Sunday, October 25, 2020

Albums of The Year # 62 The Hanging Stars - A New Kind of Sky

 I was diue to see this lot play in March in a small pub in Gosforth, Newcastle. Then Lockdown happened.


From the opening bars of their latest album A New Kind of Sky.It's fairly clear exactly where The Hanging Stars are coming fromThey inhabit utterly the territory called Cosmic Country, in this case the patch once occupied by Gram Parsons and the countrified Byrds and first brought forth on albums like The Notorious Byrd Brothers and Gilded Palace of Sin.



Theirs is a gorgeous, swirling awestruck sound. The band, and they're from London not California or Texas, are fine musicians one and all and they understand exactly how to hold back as required and let the music flow from them with a measured, unhurried step. This is a record made by people who know all too well what they want to do and how to go about doing it.



Being in awe of a particular kind of music and setting out to recreate what makes it so special is not always the easiest trick to pull off. Bands as good as Ride and The Rockingbirds have in the past have fallen into the trap of being too reverent to similar source material and failing to bottle the magic they sought to capture.


The Hanging Stars do very well in this respect on A New Kind of Sky. Purely and simply because the songs on here are very good ones and they're not merely trying to catch a lift on a time machine taking us back to '68 or '69. This is a record that sounds just fine in the here and now and manages to be more than pastiche or period piece despite its unashamed influences.
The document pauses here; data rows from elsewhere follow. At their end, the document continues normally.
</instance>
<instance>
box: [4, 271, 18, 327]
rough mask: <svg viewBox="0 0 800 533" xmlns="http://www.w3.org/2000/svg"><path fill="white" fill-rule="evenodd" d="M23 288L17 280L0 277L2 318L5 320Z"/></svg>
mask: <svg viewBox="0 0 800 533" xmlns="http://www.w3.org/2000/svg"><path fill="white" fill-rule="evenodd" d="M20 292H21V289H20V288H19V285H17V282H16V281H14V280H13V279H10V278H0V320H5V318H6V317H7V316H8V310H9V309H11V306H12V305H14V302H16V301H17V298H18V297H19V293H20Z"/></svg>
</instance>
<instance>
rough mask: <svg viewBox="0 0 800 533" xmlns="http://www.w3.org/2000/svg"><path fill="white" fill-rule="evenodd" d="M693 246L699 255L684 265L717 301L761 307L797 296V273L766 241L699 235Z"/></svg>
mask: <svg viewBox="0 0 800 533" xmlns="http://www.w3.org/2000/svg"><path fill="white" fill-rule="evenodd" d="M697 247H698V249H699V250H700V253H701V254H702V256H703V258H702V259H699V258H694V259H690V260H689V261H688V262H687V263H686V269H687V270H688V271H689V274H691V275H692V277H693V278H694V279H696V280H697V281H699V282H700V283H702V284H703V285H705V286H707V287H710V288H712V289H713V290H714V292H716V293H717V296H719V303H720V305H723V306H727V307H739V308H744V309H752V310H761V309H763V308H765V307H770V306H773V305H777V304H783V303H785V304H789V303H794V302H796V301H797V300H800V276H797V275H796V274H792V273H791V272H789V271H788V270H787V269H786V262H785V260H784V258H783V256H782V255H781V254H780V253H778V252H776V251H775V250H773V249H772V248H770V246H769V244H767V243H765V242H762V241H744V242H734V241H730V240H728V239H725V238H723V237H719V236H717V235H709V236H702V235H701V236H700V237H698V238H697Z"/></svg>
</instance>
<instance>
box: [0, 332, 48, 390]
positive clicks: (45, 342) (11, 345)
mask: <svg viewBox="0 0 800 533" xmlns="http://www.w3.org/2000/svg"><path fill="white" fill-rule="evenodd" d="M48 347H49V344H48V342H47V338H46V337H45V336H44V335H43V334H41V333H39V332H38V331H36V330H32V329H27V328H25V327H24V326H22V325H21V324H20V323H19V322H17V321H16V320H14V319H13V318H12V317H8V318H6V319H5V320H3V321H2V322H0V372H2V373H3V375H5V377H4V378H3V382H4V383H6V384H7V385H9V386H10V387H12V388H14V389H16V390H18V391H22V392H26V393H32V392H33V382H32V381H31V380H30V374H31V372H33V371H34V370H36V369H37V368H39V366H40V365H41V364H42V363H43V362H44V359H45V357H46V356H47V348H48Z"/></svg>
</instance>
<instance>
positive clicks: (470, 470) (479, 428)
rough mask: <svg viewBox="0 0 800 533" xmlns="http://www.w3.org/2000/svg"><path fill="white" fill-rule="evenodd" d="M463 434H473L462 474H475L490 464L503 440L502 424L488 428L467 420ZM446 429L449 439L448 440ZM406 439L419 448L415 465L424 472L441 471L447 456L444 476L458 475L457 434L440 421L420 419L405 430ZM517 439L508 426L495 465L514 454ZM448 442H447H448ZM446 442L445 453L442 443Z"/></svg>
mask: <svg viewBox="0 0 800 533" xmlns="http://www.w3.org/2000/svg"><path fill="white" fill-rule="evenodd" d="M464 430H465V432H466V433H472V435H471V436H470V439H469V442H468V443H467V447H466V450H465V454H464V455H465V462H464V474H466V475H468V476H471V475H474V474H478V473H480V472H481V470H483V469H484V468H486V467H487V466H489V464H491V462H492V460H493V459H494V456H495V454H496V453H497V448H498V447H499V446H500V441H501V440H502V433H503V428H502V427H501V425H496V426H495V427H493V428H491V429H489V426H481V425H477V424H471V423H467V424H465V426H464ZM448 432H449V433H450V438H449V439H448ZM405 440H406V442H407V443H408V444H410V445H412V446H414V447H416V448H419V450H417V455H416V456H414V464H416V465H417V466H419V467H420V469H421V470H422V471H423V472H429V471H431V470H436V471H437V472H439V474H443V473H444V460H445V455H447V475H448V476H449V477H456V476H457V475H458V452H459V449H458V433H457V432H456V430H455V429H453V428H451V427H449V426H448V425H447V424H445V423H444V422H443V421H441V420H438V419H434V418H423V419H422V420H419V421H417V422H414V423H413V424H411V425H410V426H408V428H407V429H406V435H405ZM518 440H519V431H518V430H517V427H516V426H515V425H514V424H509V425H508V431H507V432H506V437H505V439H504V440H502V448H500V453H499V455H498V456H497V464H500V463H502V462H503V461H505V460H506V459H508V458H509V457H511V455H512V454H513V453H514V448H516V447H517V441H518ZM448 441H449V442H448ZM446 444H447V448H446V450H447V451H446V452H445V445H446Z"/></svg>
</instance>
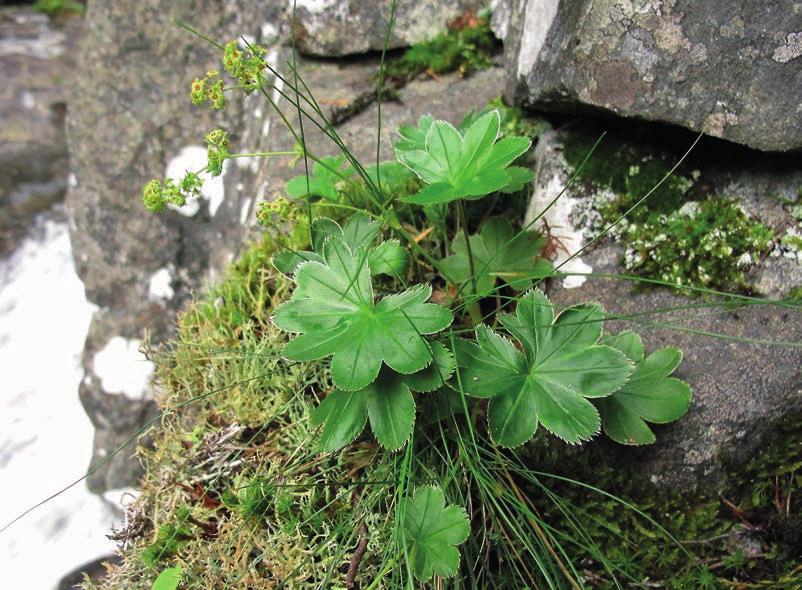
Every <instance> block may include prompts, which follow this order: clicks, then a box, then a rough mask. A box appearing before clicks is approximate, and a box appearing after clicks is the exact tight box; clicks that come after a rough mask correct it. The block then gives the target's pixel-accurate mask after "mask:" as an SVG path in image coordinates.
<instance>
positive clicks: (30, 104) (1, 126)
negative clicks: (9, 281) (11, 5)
mask: <svg viewBox="0 0 802 590" xmlns="http://www.w3.org/2000/svg"><path fill="white" fill-rule="evenodd" d="M80 28H81V21H80V20H79V19H68V20H67V21H65V22H64V23H63V24H62V25H61V26H60V27H58V28H56V27H54V26H53V24H52V23H51V22H50V20H49V19H48V18H47V17H46V16H44V15H42V14H37V13H33V12H30V11H26V10H22V9H17V8H12V9H8V8H5V9H2V10H1V11H0V75H2V77H3V81H4V83H3V85H2V88H0V120H2V121H3V125H2V126H0V255H3V254H5V253H6V252H8V251H10V250H11V249H12V247H13V246H14V244H16V243H17V242H18V241H19V240H20V239H21V238H22V237H23V236H24V235H25V233H26V231H27V228H28V227H30V225H31V223H32V219H33V216H34V215H35V214H36V213H39V212H41V211H43V210H44V209H46V208H47V207H49V206H50V205H51V204H53V203H54V202H56V201H59V200H61V199H62V198H63V197H64V193H65V192H66V189H67V175H68V158H67V138H66V134H65V131H64V115H65V113H66V108H67V93H68V90H69V87H70V85H71V74H72V73H73V72H74V70H75V67H74V62H75V54H76V40H77V39H78V38H79V37H80V34H79V31H80Z"/></svg>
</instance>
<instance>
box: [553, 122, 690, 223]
mask: <svg viewBox="0 0 802 590" xmlns="http://www.w3.org/2000/svg"><path fill="white" fill-rule="evenodd" d="M563 137H564V148H565V149H564V152H563V153H564V155H565V159H566V161H567V162H568V164H569V165H570V166H571V167H572V168H574V169H576V170H579V179H580V180H581V181H583V182H584V183H586V184H589V185H592V186H594V187H597V188H606V189H609V190H611V191H613V192H614V193H615V194H616V196H617V197H616V199H614V200H612V201H610V202H609V203H606V204H605V205H604V206H603V207H602V210H601V212H602V214H603V216H604V218H605V220H610V221H614V220H615V219H617V218H618V217H619V216H621V215H623V214H624V213H626V212H627V211H628V210H629V209H630V208H632V207H633V206H634V205H635V204H636V203H637V202H638V201H639V200H640V199H641V198H643V197H644V196H646V194H647V193H649V191H651V190H652V189H654V192H652V194H651V195H649V198H648V199H647V200H646V201H644V203H643V206H641V207H638V208H636V209H635V210H633V211H632V213H630V215H629V216H628V217H629V219H630V220H631V221H641V222H642V221H645V220H646V219H647V218H648V217H649V216H650V215H652V214H654V213H671V212H672V211H675V210H677V209H678V208H679V207H681V206H682V204H683V203H684V202H685V193H686V192H687V191H688V189H689V188H690V187H691V186H692V184H693V183H692V181H691V179H690V178H689V177H688V176H685V175H683V174H680V173H678V174H675V175H672V176H670V177H669V178H667V179H666V180H665V181H664V182H663V183H662V184H661V185H660V186H657V185H658V184H659V183H660V181H661V180H663V178H664V177H665V176H666V173H667V172H668V171H669V170H671V169H672V167H673V165H674V161H673V160H672V159H671V158H670V157H669V156H668V155H667V154H665V153H662V152H660V151H655V150H653V149H649V148H648V147H645V146H644V145H642V144H639V143H636V142H626V141H622V140H621V139H619V138H615V137H613V138H604V139H602V141H601V142H600V143H599V144H598V146H597V148H596V149H595V150H593V146H594V144H596V142H597V140H598V139H599V136H596V135H592V134H590V133H587V132H576V133H567V134H565V135H564V136H563ZM586 158H587V161H585V160H586ZM583 162H584V166H583V165H582V164H583ZM655 187H657V188H655Z"/></svg>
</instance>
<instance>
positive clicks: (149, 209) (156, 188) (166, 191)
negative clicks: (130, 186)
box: [142, 172, 203, 213]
The songs sound just fine and dandy and with a couple of exceptions towards the end of the record cast a spell and hold it. No real surprise that there's nothing here good enough to grace the albums mentioned above but there's certainly much to enjoy and possibly send you back to the originals to discover just how great they were once more. On Three Rolling Hills they conjour up the mariachi spirit of prime time Love, on (I've Seen) The Summer in Her Eyes they remind the listener of just how special The Byrds were at their peak.


Track after track flows with convinced momentum. The band have an ace in their hands in the shape of steel fiddle player Joe Harvey-Whyte and his deft touches inspire moments where the band seem to defy gravity and allow their songs to float in the ether.


The Hanging Stars are a fine band and this is a class record. It seems that they're destined to remain a cult concern as this kind of music is something of a niche concern these days. They're playing in a pub just down the road from me a week on Saturday and I'll do my best to be there because judging by this they'd really be something special in a small room. In the meantime, this will more than do.